Thanks for the applause. It's appreciated. I was asked if I recommend chroming. I really do prefer nicely finished bare metal compared to plating. Plating adds thickness, obscures fine details, and costs a lot to have done, and you can never be sure that what you get back is what you wanted. I have never walked out of a chrome shop with a smile on my face. I can file, I can sand, but I can't do plating. As for building up low areas by filling them with copper, there's nothing that can be done to ensure that someday a big chunk of copper won't land on the road. Mechanically, applying copper plating is not to be confused with welding. There's no fusion.
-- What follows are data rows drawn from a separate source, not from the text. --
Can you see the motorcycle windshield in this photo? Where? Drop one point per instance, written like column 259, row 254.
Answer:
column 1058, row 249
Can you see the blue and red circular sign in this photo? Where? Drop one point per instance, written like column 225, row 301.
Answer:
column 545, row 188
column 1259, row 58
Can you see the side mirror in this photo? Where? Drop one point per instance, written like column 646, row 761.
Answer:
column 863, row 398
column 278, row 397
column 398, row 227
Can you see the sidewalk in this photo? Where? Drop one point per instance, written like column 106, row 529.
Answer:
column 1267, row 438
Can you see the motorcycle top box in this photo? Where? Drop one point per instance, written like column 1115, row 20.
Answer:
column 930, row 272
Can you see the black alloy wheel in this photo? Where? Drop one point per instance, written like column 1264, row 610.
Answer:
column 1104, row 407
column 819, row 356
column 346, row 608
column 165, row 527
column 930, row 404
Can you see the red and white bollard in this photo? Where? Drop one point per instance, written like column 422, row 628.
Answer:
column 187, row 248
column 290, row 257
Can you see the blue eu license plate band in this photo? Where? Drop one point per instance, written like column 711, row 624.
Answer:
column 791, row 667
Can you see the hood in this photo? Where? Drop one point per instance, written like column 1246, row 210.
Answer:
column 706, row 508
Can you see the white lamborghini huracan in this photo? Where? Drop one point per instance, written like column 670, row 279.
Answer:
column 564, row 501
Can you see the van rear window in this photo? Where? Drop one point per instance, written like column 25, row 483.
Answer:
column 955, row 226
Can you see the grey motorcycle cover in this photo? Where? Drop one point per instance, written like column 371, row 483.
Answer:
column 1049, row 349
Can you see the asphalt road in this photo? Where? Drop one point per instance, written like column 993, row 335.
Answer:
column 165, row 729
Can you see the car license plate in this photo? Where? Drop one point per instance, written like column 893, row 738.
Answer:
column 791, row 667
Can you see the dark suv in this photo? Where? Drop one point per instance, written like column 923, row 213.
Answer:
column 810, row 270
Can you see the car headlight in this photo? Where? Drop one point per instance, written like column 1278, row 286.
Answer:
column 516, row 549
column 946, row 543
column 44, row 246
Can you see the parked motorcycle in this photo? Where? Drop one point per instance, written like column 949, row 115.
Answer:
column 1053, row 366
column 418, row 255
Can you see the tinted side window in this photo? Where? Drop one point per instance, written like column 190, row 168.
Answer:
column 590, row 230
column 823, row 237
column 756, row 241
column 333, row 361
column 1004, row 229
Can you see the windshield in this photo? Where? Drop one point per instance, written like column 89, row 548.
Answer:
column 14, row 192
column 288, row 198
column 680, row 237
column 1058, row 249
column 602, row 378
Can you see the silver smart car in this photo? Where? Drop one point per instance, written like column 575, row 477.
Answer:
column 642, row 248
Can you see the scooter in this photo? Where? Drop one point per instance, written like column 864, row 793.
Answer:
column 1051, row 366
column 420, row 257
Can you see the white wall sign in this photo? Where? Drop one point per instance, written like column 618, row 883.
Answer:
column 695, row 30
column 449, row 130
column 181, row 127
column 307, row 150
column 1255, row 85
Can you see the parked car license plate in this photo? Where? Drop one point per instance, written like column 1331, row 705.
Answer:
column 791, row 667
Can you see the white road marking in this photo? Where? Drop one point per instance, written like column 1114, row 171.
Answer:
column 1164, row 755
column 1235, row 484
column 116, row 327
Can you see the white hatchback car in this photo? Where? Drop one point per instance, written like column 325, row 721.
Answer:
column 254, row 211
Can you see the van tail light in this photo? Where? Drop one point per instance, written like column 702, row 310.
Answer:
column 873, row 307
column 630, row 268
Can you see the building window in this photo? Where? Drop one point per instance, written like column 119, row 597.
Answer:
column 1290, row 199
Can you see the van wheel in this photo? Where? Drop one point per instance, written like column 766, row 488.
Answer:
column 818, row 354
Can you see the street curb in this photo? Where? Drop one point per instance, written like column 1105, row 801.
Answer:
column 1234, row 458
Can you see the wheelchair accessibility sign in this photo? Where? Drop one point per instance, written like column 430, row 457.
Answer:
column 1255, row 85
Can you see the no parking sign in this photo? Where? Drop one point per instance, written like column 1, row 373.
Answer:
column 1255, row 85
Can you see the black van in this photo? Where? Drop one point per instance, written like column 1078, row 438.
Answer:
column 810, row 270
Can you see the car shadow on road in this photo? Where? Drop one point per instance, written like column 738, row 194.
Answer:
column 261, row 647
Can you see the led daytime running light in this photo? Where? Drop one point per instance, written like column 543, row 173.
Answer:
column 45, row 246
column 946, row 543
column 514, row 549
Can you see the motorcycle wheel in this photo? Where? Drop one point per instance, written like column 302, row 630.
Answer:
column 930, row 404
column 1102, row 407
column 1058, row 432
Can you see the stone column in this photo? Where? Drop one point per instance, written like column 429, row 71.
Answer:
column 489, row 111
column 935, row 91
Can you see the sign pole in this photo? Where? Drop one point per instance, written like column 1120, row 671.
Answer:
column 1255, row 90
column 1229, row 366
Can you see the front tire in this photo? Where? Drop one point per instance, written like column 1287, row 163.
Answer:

By the way, on Monday a windshield customer in New Zealand told me that chromed suspension parts are against the law there due to concern over hydrogen embrittlement. "Polished steel is as beautiful as chrome." Polished steel is the actual part. When you look at a plated part, you're looking at the plating, not the part. As far as protecting bare metal, I still prefer Gibbs Brand over anything that I've tried, seen, or heard of. Gibbs is simple, it's quick, it's affordable, and you can redo it whenever you want to, quickly and cheaply. In my experience, the degree of fogginess that it adds seems to depend on the specific alloy that it's applied to. Any clear coat finish, whether paint or powdercoating, adds to the thickness of the part and obscures its little details, not to mention the inevitable adhesion issues, or the fact that plating doesn't "take" (shine) in tight or recessed areas. Plating does nothing to add to the strength of a part, and can reduce it. Polishing adds to the strength of a part, by reducing or eliminating defects and flaws that act as stress points. We polish connecting rods. We don't chrome them. Gibbs Brand: http://www.roadsters.com/gibbs/ Dropped Axles: http://www.roadsters.com/axles/ Thanks again for the appreciation. Dave Mann (602) 233-8400 any day or evening http://www.roadsters.com/
Hey Dave, My two sons and I stopped in to see you during Thanksgiving 2004. I don't know if you remember us, but we were there a couple hours before you finally kicked us out. It was a very interesting time, and I'm glad to see you are keeping busy with your AMAZING projects. Keep up the good work.....Dennis
This picture, showing a Chassis Engineering axle and three early Ford axles that I polished, is from the first post in this thread, back in March of 2005. This picture, which I took on April 2nd of 2006, shows both of my original '32 Ford axles which I polished and still have. Now take a look at the images on this site: http://www.mor-dropaxles.com/ Dave Mann (602) 233-8400 http://www.roadsters.com
So dave, you polish axles for Mor-drop??? Just kidding. They look really good and must take a tremendous dedication to make them look that way. Too bad your pics were 'borrowed'. Do you preserve them with Gibbs? Mike
Dave, Your polished axles and whishbone are totally Outstanding!!!!! If my polished aluminum axle gives up the ghost you will be the first person I call to replace it with a steel (forged) polished one.
With the Gibbs, how often do you have to use it? Those look great, but not if I have to repolish every month. Just wondering how long bare steel polished lasts???
I've got to think you have rubbed off the top 1/2 of your fingers, or at least down to the first knuckle.